La nota del laboratorio politico-progressista
MANDURIA (TA) – “Apprendiamo, dalla cronaca locale, che sarebbe imminente il verificarsi della più volte paventata ipotesi di depotenziamento dell’ospedale Marianna Giannuzzi di Manduria,che rischierebbe di perdere anche i reparti di Nefrologia, Cardiologia e l’Unità Coronarica. La notizia, che per il momento non trova conferma presso gli uffici del competente Assessorato regionale, non sarebbe propriamente una novità, in quanto tale ridimensionamento è già previsto nel Piano regionale di riordino ospedaliero. Il destino del Giannuzzi insomma sarebbe già scritto, ma il suo compimento non è né immediato né prevedibile a breve termine, tuttavia sicuramente subordinato all’apertura del S. Cataldo a Taranto“.

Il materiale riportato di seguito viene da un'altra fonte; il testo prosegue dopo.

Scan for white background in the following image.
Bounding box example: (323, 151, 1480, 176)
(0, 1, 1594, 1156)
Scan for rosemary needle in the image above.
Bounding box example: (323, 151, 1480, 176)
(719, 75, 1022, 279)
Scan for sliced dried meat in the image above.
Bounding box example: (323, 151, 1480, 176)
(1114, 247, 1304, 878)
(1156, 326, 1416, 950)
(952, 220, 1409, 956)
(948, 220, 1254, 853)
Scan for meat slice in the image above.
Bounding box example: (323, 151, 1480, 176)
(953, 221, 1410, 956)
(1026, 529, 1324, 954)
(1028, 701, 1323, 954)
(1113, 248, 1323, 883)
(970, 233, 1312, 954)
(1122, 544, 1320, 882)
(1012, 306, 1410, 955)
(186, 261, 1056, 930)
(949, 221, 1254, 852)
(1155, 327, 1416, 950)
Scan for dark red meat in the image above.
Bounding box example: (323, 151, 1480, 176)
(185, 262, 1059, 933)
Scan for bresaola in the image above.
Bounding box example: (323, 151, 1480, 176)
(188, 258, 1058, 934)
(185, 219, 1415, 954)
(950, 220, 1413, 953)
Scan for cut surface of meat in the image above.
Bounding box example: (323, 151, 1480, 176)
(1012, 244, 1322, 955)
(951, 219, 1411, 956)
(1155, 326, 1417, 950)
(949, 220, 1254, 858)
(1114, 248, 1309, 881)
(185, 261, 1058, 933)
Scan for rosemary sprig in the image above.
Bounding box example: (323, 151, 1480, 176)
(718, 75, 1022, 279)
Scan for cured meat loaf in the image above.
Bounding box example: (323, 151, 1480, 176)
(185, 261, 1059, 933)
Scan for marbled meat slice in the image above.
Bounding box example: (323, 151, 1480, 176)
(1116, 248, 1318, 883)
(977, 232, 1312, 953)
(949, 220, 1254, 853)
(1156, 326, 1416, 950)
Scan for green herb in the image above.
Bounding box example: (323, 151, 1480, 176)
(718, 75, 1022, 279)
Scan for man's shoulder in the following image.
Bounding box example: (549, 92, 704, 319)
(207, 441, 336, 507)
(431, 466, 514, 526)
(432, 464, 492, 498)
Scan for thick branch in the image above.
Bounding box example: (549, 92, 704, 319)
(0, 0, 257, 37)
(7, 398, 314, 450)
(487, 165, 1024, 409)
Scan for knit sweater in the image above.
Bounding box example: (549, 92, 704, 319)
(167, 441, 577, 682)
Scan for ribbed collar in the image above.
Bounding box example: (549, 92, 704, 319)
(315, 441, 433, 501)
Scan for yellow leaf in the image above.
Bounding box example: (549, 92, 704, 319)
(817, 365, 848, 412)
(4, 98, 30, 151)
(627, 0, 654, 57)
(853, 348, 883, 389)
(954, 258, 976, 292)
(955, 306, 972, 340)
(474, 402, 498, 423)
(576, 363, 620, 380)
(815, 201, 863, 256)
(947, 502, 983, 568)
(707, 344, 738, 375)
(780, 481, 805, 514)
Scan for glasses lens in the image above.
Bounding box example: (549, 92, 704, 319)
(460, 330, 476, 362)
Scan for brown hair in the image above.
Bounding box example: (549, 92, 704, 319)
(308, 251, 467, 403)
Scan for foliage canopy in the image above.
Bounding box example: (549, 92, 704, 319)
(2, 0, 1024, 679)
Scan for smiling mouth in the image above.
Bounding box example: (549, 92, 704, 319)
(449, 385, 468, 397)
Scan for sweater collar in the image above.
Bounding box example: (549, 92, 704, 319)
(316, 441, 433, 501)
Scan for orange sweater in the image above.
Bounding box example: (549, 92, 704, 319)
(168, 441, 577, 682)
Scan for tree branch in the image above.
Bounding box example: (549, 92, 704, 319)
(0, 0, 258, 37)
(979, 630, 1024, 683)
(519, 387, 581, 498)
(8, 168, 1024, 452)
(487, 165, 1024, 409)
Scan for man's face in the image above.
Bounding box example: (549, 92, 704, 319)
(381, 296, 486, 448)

Si legge così in una nota di Manduria Lab, che prosegue: “Continuiamo a non capire come sarà possibile privare un territorio, così carente dal punto di vista delle infrastrutture stradali come il nostro, dell’unico presidio sanitario raggiungibile in tempi accettabili dai pazienti di molti dei comuni vicini. Stiamo parlando di un’utenza di decine di migliaia di persone, che per di più raddoppia nella stagione balneare. Ma ci risulta assai difficile da comprendere soprattutto la “ratio”che ha condotto la Regione Puglia, da una parte, a destinare al Giannuzzi sostanziosi investimenti, anche per interventi strutturali, dotando Manduria dell’unico reparto di rianimazione presente nei presidi periferici delle tre province di Taranto, Brindisi e Lecce e, dall’altra, in forza di una centralizzazione che dovrebbe garantire economicità ed efficienza, ad attuare un progressivo depauperamento di reparti perfettamente operativi, preludio ad una probabile chiusura definitiva dell’ospedale. Così come resta difficile comprendere ed accettare quella che sembra essere una costante penalizzazione della nostra provincia, nel momento in cui, a fronte del depotenziamento di presidi sanitari indispensabili, si prevede la sopraelevazione di discariche o si ipotizza la riapertura di altre, come la Vergine, già fonti accertate di compromissione delle matrici ambientali. Che fare dunque? L’unica soluzione definitiva alla condanna che pende sul Giannuzzi ci sembra la modifica del Piano regionale di riordino, che è una cosa perfettamente fattibile, qualora vi sia la volontà politica di mettervi mano, come risulta dall’esperienza di altre regioni italiane. Chiediamo pertanto ai consiglieri regionali del territorio che si impegnino per il raggiungimento di questo obiettivo, sottolineando ancora una volta, a chi in Regione ha il potere di farlo, in primis al Presidente Emiliano, che la richiesta non nasce da ragioni campanilistiche ma da reali esigenze territoriali“.